Except for that last part, you can guess that I disagreed with just about all of it. But it was unsettling on a number of levels. For one, this type of argument against higher education used to be the exclusive purview of liberal-minded folks, but I’m hearing it more and more frequently from conservative types such as those at the Daily Wire. Matt Walsh is especially venomous in his attacks of “liberal college professors.”
While there is some truth in the “irrelevance” argument against higher education, I believe that we have a lot to offer students, if we can remember what higher education is really about. But poor leadership, a decline in the classic liberal arts education, and a rash of institutions in the news lately for behaving badly have fueled the fire. Higher ed is not making a good value proposition anymore. Steeply rising costs mainly as a result of falling state and federal support over the last 35 years coupled with the explosion of the administrative university have hindered our ability to provide value. We’ve allowed others to define the goal of higher education solely as skill development. This is why for-profit, online, nimble educational corporations are beating us, at least for the moment.
So what is education really about? I believe that colleges should re-focus on teaching the classic liberal arts education which, by definition, develops a student’s intellectual and moral character, rather than simply teaching them a set of skills. This type of education is designed to provide students with a broad understanding of the world and its history, as well as to teach them how to think critically and communicate effectively. It includes subjects such as literature, philosophy, history, and the fine arts.

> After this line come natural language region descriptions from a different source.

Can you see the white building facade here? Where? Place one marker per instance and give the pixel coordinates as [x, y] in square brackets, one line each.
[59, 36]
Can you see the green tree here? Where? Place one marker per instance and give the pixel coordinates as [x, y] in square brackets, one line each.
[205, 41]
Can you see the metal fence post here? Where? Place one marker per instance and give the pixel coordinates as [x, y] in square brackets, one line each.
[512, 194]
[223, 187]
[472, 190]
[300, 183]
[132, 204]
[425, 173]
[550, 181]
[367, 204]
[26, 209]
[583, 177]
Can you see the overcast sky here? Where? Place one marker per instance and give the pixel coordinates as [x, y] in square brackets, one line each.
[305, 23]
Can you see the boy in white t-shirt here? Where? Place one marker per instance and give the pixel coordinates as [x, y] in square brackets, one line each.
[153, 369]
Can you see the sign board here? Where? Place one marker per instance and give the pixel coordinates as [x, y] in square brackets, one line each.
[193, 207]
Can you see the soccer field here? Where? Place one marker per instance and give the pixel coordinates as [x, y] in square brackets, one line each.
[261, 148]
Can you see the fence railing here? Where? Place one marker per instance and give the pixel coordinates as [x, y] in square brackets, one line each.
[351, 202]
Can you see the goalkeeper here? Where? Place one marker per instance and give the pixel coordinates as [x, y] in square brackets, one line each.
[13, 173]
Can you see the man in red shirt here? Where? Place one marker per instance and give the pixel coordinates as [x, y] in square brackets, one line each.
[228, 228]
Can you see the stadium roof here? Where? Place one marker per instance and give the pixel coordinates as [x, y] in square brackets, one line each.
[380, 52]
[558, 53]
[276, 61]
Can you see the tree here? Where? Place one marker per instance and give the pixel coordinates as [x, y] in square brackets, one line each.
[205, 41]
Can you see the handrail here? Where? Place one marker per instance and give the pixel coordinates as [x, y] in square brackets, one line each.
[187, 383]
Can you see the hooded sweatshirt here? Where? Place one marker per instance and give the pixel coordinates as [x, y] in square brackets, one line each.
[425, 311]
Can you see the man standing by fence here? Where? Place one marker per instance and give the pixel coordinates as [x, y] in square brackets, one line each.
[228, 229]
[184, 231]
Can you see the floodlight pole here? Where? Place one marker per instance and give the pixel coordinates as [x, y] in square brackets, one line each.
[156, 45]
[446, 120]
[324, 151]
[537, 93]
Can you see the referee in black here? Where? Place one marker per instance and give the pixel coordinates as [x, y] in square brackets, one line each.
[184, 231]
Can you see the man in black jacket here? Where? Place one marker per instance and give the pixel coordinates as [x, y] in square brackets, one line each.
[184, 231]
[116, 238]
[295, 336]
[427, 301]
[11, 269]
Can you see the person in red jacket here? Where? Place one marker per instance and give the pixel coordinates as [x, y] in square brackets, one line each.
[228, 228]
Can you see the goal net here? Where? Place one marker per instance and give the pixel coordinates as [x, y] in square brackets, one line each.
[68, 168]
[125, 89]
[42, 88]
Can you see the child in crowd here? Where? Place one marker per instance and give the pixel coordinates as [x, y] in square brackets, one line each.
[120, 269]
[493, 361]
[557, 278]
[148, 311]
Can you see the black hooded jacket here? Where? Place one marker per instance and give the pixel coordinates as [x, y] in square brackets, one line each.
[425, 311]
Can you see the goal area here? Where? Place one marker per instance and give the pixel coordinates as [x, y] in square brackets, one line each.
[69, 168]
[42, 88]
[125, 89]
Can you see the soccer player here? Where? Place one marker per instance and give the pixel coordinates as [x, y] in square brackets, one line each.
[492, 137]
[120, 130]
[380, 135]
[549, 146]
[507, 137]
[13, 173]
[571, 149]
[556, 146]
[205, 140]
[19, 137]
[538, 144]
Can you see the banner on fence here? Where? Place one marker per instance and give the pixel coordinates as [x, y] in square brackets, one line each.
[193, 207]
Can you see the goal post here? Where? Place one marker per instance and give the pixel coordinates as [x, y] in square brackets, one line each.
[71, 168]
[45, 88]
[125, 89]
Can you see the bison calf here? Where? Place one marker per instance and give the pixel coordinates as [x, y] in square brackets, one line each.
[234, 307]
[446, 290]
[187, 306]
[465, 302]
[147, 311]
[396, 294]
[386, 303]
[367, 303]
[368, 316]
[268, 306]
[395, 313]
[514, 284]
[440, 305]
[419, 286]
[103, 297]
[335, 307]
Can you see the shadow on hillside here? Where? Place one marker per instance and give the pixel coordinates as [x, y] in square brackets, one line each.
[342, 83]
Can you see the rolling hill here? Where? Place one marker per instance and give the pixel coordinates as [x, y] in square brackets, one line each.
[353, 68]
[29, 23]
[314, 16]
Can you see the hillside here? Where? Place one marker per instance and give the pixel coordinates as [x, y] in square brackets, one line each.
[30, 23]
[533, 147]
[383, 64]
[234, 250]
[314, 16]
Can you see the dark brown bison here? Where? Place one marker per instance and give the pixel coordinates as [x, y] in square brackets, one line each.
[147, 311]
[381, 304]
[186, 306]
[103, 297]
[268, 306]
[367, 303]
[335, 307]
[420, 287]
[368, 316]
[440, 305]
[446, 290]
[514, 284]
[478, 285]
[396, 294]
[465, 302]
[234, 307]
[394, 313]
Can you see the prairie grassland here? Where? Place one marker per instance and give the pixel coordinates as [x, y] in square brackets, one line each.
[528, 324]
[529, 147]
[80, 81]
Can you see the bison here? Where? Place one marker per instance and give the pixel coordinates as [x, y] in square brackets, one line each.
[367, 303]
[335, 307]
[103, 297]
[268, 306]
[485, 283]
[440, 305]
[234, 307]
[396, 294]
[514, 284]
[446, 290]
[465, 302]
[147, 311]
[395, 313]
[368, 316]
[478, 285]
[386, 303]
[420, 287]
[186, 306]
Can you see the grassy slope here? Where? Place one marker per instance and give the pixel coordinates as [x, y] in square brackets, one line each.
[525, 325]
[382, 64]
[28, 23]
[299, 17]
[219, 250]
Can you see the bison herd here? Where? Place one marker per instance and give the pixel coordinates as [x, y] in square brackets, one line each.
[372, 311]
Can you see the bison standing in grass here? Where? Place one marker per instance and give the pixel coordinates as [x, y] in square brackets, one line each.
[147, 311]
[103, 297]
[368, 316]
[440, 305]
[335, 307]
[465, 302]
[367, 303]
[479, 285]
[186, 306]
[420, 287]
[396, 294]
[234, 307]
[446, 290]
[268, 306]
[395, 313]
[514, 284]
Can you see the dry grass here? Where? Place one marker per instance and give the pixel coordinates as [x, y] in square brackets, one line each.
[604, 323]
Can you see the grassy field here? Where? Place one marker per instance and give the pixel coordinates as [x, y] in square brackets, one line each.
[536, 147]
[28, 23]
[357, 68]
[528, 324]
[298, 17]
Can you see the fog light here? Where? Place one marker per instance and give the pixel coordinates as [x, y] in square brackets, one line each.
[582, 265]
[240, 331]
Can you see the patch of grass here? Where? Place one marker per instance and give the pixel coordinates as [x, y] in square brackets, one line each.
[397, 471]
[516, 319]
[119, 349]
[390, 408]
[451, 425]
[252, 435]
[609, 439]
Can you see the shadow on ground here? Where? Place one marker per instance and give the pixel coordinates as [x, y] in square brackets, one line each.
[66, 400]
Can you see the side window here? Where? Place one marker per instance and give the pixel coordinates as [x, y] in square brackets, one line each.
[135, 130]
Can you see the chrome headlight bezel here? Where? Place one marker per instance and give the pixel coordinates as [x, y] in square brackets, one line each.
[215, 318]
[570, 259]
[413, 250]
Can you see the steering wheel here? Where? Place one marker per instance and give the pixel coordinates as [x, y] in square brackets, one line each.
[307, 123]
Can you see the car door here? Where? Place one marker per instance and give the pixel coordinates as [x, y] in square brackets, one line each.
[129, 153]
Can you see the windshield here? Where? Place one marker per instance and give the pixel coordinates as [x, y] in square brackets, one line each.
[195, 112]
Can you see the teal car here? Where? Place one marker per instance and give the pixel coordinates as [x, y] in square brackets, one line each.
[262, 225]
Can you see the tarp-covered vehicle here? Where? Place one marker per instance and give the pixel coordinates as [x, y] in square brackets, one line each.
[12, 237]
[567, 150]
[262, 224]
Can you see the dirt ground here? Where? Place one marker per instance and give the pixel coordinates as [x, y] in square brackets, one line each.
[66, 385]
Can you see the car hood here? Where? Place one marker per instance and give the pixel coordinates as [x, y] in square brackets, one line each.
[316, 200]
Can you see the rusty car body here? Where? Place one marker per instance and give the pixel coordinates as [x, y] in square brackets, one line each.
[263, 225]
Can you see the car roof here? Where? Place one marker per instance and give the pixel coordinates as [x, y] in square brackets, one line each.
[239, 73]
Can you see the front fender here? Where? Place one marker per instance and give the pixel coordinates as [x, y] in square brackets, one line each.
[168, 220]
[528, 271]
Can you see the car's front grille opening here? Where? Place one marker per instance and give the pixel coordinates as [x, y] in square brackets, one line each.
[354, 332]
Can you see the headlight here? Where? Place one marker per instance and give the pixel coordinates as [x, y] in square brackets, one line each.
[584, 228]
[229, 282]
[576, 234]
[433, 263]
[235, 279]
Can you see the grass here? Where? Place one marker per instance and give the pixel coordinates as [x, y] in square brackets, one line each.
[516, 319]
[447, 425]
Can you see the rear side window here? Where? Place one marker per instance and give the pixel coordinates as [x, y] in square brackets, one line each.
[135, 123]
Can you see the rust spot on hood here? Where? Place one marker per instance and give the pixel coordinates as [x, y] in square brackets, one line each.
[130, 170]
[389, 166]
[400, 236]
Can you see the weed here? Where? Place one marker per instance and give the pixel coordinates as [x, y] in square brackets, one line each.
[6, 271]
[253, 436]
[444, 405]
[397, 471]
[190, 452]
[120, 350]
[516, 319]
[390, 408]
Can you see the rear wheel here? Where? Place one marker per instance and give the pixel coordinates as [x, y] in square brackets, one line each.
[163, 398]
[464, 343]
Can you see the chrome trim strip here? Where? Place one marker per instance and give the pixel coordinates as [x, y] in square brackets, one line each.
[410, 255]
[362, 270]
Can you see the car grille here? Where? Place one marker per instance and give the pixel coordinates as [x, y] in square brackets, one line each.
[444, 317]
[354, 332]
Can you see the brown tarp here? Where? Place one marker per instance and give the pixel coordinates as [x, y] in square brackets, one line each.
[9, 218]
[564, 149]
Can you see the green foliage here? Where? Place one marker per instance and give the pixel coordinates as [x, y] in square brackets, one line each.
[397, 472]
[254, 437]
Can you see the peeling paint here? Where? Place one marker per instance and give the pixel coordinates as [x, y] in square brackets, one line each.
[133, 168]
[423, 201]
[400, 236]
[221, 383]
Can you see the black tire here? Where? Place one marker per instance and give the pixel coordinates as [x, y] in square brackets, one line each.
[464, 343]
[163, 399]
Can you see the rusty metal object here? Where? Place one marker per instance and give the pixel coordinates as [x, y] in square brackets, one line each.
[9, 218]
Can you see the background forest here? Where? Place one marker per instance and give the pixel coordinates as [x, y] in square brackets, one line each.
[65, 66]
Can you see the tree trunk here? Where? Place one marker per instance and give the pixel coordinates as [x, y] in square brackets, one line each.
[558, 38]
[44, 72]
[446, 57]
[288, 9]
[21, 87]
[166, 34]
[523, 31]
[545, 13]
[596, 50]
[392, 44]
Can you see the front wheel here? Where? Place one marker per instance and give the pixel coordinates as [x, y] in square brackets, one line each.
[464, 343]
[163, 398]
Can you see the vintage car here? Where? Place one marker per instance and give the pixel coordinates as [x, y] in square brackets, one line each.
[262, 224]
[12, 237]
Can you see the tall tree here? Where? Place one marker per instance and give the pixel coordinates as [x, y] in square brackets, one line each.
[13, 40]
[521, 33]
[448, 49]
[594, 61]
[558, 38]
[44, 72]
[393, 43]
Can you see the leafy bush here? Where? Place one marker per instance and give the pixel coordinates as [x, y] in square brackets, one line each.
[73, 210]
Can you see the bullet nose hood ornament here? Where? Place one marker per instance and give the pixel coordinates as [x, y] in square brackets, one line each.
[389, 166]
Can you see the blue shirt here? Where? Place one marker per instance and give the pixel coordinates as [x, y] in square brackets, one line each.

And this is important: we need to educate students in these things in addition to teaching them skills that are useful to employers. After all, skills help us succeed in the workplace, but virtue helps us succeed in life.
What makes me sad is that our colleges seem to have lost this vision. Colleges of liberal arts are under attack and being cut at every turn. While part of this result is self-inflicted, it seems that not many college professors are interested in mentoring our students to pursue truth and virtue.
Higher education needs to rediscover what made it great in the first place.